主人公マクラウド刑事は、非情なほど正義感が強く、犯罪に対して一切の妥協を許さない。それは悪党であった父親に対する近親憎悪に由来する。犯罪者を見ると父を思い出し、父を思い出すと憎悪が湧くという構図だ。その性癖が犯罪者に向けられているうちは問題がないが、妻に向けられたとき、心の仮面に裂け目が生じ、暗黒面が顔を覗かせる。純粋と信じ切っていた妻に過去の男がおり、子供を堕胎させていたという衝撃。しかも堕ろしたのはマクラウドがいま最も熱情を注いで追及しているシュナイダー医師だった。マクラウドは妻を心の奥底では愛しながらも責め立てずにはいられない。容赦ない言葉での面罵と問責。妻は懸命に哀願し、許しを請うが、遂に「あなたは自分が正義と思っているが、一片の思いやりもない。残酷で嫉妬深いだけ。父親と同じよ」と決定的な言葉を残し去ってゆく。暗い家庭で育った人間は、明るい家庭を築くのを夢みる。その夢が潰えたとき、自殺願望が頭をよぎる。拳銃を持った強盗犯に素手で向かったマクラウドの行動には明らかに自殺願望がみえる。血まみれで倒れ、死の間際に神の許しを乞う姿が痛々しい。

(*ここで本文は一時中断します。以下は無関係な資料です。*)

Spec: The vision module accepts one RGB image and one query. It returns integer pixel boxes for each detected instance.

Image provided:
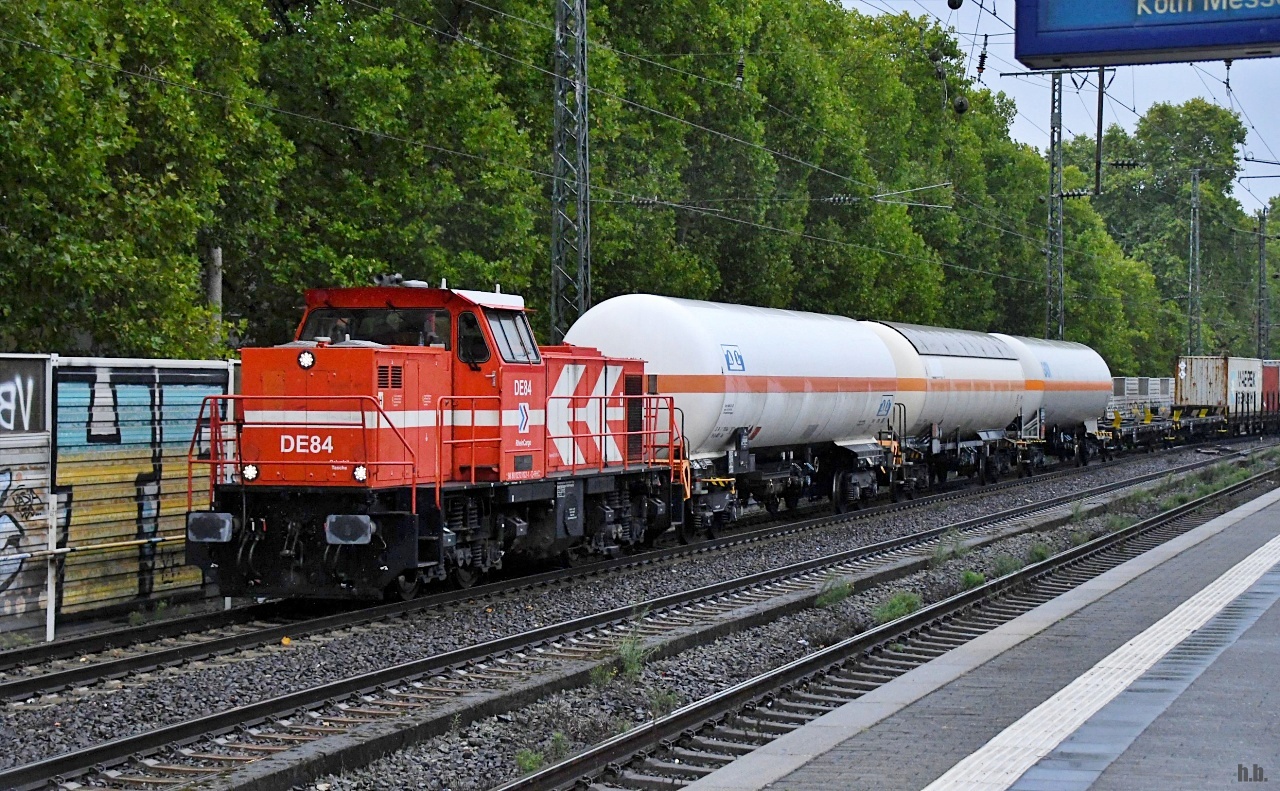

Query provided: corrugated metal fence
[0,356,234,630]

ちょっと待て。タフな刑事による硬質な犯罪捜査劇を期待していたのに、クライマックスが男女の愁嘆場とはこれいかに。前半が終わって、鑑賞者の最大の関心事はシュナイダー医師の連続殺人事件のはず。これが放りっぱなしである。事件の詳細も不明のまま終了でえは、鑑賞後感はよくない。期待外れである。途中から、万引き女の行動が鼻に付くようになり、見る気が失せるのを覚えた。初犯で引っ張って来られたのなら、打ちひしがれているはずなのに、周囲を子細に観察し、刑事の気を引こうとしたり、窃盗男に付き添う女に慰めの言葉をかけたり、場違いな別れの挨拶をしたりと、ありえない行動ばかり。シリアル劇に夾雑物が迷い込んだようで、違和感を覚えた。強盗犯の最後の行動も唐突で、現実味に欠けるきらいがある。どこか白々しい幕引きにみえた。